„Überwältigender Raum moderner Architektur“ - Daniela Hammer-Tugendhat über die Villa ihrer Familie

Daniela Hammer-Tugendhat (Foto: Barbora Kmentová)

Die Brünner Villa Tugendhat ist das einzige moderne Baudenkmal in Tschechien, das auf der Weltkulturerbeliste der Unesco steht. Der Architekt Mies van der Rohe hat das einzigartige Familienhaus in den Jahren 1929/1930 für das Ehepaar Fritz und Greta Tugendhat erbaut. Die Familie konnte aber nur einige Jahre in der Villa wohnen, denn 1938 mussten die Tugendhats vor den Nazis aus der damaligen Tschechoslowakei fliehen. Sie gingen zunächst in die Schweiz und später nach Venezuela. Daniela Hammer-Tugendhat ist die jüngste Tochter von Fritz und Greta Tugendhat. Die Universitätsprofessorin für Kunstgeschichte hat sich zusammen mit ihrem Mann, dem Kunsthistoriker und Restaurator Ivo Hammer, jahrelang für eine Restaurierung der Villa Tugendhat eingesetzt. Im vergangenen Jahr nahm Daniela Hammer-Tugendhat an der feierlichen Wiedereröffnung der Villa nach der denkmalgerechten Wiederherstellung teil.

Daniela Hammer-Tugendhat
Frau Tugendhat, wann haben Sie die Villa Ihrer Eltern zum ersten Mal besuchen können?

„Ich war zum ersten Mal 1969 und 1970 da.
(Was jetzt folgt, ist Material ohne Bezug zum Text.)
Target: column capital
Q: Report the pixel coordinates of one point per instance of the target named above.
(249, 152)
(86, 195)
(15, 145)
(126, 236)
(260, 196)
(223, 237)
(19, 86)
Ich war junge Studentin in Wien. Damals gab es schon den Versuch vom Architektenverband, dass die Villa restauriert und öffentlich zugänglich gemacht werden sollte. Ich war damals mit meiner Mutter da. Das war sehr eindrucksvoll, weil meine Mutter zum ersten Mal nach dem Krieg in das Haus zurückkam. Ihr Wunsch war es, dass das Haus restauriert und öffentlich zugänglich gemacht wird.“

Haben Sie während Ihrer Kindheit von Ihrer Mutter mehr über die Villa erfahren?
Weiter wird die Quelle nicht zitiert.